The book is out! Oh. Sweet. Lord. We can’t believe it. And wait till you see the cover for the second book – Miss Goldsleigh’s Secret. Exquisite. Also, we’d like to mention in passing that the diet continues on. Some of us have had more success than others. Some of us are NOT happy about that and have become obsessed with the internet over it. Yes, obsessed. We know the definition of obsessed and this definitely qualifies as a clinical diagnosis. Also, we’d like to know if anyone out there is a doctor who will write us a prescription for a therapy cat? Anyone? Your rewards could be more compelling than we’re willing to list out in public. Think about it. While you’re musing that over…
1. Giant Thievery. There are a lot of things to like about Germany. Strudel for instance. Lederhosen on the right fellow can be quite fetching. Perhaps his name is Gunter and he has thick blond hair that curls around his ears and collar. Maybe you met Gunter on the autobahn when your Porsche got a flat and he stopped to assist. It’s possible that he was so smitten with you he offered to give you a ride in his white Mercedes Van and when you looked in the back you saw a giant cookie sculpture. That would explain who stole the one from in front of a German bakery in Hanover. But who cares because it’s Gunter and he’s adorable and, honestly, if the Sisters had seen the cookie sculpture first, we’d have stolen it too. Nevertheless, the cookie is back and all is well in the world.
2. Exciting jury duty. There was an assault trial in Philadelphia that centered around a bar fight that caused one of the combatants to lose an eye. That’s awful and we’re sorry that happened, but if it hadn’t happened we wouldn’t have this unfortunate incident to be amused by. During the victims testimony on the stand apparently he cried so hard his prosthetic eye popped out – in the middle of testimony. Are they supposed to do that? We don’t think that sounds right. Thank God he has good reflexes and caught the thing otherwise the jury could have been even more traumatized than they already were. The whole event ended in a mistrial, which is probably better than ending in everyone crawling around on the floor looking for an eye.

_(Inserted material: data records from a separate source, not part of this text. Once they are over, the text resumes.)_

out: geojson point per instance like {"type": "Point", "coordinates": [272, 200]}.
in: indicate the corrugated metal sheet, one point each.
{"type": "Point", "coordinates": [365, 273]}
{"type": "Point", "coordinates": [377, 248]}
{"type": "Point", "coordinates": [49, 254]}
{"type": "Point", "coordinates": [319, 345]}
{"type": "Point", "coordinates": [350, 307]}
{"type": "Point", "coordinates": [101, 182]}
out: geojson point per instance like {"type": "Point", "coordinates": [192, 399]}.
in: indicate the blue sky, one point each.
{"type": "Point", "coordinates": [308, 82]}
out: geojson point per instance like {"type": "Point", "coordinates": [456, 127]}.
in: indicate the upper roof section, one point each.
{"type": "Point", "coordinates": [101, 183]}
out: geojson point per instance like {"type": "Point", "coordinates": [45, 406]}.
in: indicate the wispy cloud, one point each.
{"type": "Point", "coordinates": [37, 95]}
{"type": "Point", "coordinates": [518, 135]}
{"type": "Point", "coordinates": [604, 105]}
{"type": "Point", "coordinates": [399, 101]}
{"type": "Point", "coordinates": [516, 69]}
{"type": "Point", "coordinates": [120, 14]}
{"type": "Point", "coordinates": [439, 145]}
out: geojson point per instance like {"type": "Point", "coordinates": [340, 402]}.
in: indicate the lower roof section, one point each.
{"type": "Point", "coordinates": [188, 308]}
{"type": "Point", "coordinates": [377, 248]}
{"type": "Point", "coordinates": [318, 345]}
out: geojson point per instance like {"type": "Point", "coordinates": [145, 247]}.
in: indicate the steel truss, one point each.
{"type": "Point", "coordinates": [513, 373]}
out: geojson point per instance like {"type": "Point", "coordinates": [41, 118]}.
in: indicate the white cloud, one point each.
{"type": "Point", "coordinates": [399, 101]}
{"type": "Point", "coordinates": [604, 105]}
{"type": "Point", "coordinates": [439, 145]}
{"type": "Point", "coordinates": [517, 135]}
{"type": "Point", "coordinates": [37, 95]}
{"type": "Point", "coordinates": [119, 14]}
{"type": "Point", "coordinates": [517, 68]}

3. Richard III. Has been found. Damn good thing because the milk carton he was on was getting pretty ripe after 500 years. What the hell he was doing dying in a grocery store parking lot is beyond us, but that’s where they found him. We understand they’re going to change the Shakespeare play to read, “My kingdom for a shopping cart that doesn’t pull to the left!”
4. Action Figures. Apparently every one has an action figure except the Quill Sisters. Ours is going to come with two plump women reading on a park bench in front of a bakery. We figure if Barack Obama gets one we should too. The president’s is titled Obama Skeet Shooting President Action Figure from a company named HeroBuilders.com. Based on the title, we imagine you can deduce the accessories that come with the doll. This company has already issued the Anthony Weiner, Bernie Madoff and Balloon Boy’s Dad dolls. We SERIOUSLY hope the Anthony Weiner doll is not anatomically correct. We’ve already seen enough of that for a life time. Anthony Weiner is no Gunter, that’s all we can say.
5. Cafe Francais. We found a new bakery. A French one. We maxed out our credit cards over there at lunch today. Tomorrow is cheat day on the diet and we take our cheating very seriously. Everything in the case looked really lovely. It’s a damn good thing because the girl helping us behind the counter was dumber than fondant. She claimed it was her first day hoping that would give her a pass on our ire. Not so much. Amylynn was going to offer her a tutorial on the usage of tongs in case that would move her training along at a reasonable rate. The owner was a plumb, thickly accented French women. That’s a sure sign of a good bakery by the way. Don’t buy bakery goods from skinny people. It’s just not worth it. Anyway, because the brain trust behind the counter was such a disaster there was a pile up at the cash register. This caused a very old, crabby person to get angry and storm out. We’re here to tell you that it would take a hell of a lot more than that to cause us to leave a French bakery without our little white boxes. We talked it over in the car afterwards and we think someone might have to actually hit us to make us leave and even then we’re not completely sure we’d leave right away.